Michelle Cheung Weng
LTA Undergraduate Scholar

Designation: Assistant Environmental Manager,
Safety (Environmental) Division

Studied: Bachelor of Engineering
(Environmental Engineering),
National University of Singapore

“We also encourage contractors to partake in simple things such as rainwater harvesting and greening-up of site offices with plants. These are things we strongly support and continually encourage.”

At the corporate level, Michelle also busies herself with meeting government agency representatives from the National Environment Agency (NEA), PUB the Water Agency or the Urban Redevelopment Authority (URA) to conduct research projects on greening initiatives or simply exchange insights about on-site recycling.

But working with contractors and other stakeholders, both from the public and the Government, comes with its fair share of challenges, considering that conflict of interests often arise from the effusion of differing perspectives.

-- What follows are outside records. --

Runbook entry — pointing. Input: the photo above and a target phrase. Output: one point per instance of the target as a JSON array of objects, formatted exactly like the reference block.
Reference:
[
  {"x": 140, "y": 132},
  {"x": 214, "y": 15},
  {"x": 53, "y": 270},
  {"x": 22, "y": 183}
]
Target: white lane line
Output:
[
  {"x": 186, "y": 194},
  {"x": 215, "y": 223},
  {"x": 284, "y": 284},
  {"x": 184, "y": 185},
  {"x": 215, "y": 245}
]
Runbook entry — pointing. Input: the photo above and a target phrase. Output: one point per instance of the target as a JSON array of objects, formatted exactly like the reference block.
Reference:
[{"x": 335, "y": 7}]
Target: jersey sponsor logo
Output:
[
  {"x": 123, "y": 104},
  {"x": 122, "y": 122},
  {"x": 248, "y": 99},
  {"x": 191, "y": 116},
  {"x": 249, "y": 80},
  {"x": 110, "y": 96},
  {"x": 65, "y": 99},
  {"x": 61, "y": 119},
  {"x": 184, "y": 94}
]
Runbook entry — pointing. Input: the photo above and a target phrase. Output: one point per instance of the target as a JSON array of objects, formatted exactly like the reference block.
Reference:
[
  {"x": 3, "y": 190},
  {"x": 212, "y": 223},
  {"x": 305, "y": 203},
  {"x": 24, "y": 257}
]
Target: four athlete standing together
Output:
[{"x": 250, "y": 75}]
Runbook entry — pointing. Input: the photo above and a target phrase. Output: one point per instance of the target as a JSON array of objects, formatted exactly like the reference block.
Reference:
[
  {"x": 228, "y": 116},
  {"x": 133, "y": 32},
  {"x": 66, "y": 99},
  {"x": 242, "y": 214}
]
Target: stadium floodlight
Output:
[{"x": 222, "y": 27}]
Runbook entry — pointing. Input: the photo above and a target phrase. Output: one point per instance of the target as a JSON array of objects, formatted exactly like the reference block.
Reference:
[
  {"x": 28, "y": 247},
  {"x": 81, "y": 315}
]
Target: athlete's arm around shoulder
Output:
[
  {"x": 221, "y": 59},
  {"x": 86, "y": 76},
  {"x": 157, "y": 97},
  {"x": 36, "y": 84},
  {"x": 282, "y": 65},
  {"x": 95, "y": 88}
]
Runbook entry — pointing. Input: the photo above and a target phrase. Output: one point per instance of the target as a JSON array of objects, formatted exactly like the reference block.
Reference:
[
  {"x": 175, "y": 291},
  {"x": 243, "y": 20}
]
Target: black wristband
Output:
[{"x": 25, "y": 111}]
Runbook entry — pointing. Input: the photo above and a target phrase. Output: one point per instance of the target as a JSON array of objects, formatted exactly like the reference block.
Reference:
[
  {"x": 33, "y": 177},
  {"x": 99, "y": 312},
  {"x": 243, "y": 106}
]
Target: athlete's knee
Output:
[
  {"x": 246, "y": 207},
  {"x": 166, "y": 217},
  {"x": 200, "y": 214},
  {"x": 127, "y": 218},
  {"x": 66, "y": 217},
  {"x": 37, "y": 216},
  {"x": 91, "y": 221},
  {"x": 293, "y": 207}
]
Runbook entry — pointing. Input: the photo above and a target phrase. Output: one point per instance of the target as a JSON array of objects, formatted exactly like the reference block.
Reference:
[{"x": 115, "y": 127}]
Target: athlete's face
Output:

Michelle shares humbly, “Balancing various viewpoints was certainly a challenge I initially faced. But you learn to compromise as you go along and how to better understand another’s difficulties. It is important to find a way to balance resources such as cost and time to ensure a project’s steady progress.”

A place to learn

As someone who has always been passionate about initiatives that promote saving the earth, Michelle knew she wanted a career that would be reflective of this passion. She did not apply for a scholarship with government agencies that deal straightforwardly with environmental concerns (such as NEA and PUB) as she found it more meaningful to apply her interest in a different industry while being able to make the same impact.

And because she marveled at intelligent transport systems from which she benefitted during her overseas trips, she decided to capture the best of both worlds by pursuing NUS’ Bachelor of Engineering (Environmental Engineering) with a scholarship offered by LTA.

Michelle’s scholarship allowed her a wide range of internship opportunities to choose from. She was attached to the Safety (Environmental) Division during her first internship and had such a good experience that she wanted to kick-start her career there.

Her second internship with the Research and Publication division, combined with the workshops to which she was invited regularly, gave her exposure to policy-making and a broad perspective of LTA’s diversified operations.

The learning did not stop after she graduated from school – in fact, more learning opportunities awaited and continue to await her. She is currently looking forward to a cross-departmental rotation to the Rail (Civil) Division, where her new role will comprise the application of both civil engineering and project management.

She tells us, “LTA scholars are slated for rotation to another division every two years to gain exposure to the operations of various divisions. In my next division, I would be able to capitalise on my prior environmental management knowledge to influence environmentally-friendly regulations and simultaneously learn new things.”

A fulfilling journey

With all these learning experiences, Michelle is glad her job is not desk-bound and she has plenty of opportunities to put theory into practice.

"Even though I am not directly contributing to the construction of these stations, it is important that I help ensure these stations are built responsibly."

When required, Michelle can be found on-site with core civil engineering teams to help oversee each project’s community and environmental impact. Both the civil engineering team and Michelle’s environmental engineering team work together to ensure that LTA’s works proceed as seamlessly as possible without undue impact to the surrounding people or environment.

She is currently working with the Downtown Line’s Civil Construction Team to build tunnels along the Hume Avenue, Beauty World, King Albert Park and Sixth Avenue stations as well as with the team connecting the stations between the Stevens and Havelock stations on the upcoming Thomson East Coast line.

She muses, “Even though I am not directly contributing to the construction of these stations, it is important that I help ensure these stations are built responsibly.”

All in all, Michelle has numerous responsibilities riding on her shoulders, especially when she is required to wield critical problem-solving skills to deliver fast-changing Ministry-level objectives. However, she is thankful that LTA has introduced her to mentors from whom she can seek invaluable guidance and advice. “We are able to pick from three deputy group directors to be our mentors. Our mentors are generous with insights from which we learn immensely and always willing to share their past experiences. I will soon work more closely with my mentor when he becomes my boss in my next rotation!” she enthuses.

Michelle’s excitement about her duties speaks highly about her passion for her work. For aspiring LTA scholars, Michelle advises, “In addition to having an interest in the transport system, it is important to possess enthusiasm and the eagerness to learn. I intend to remain here in the long run because there are so many opportunities to take up and learn from. The things you learn here are things you don’t learn in school, so find fulfilment in learning and enjoy the journey here at LTA.”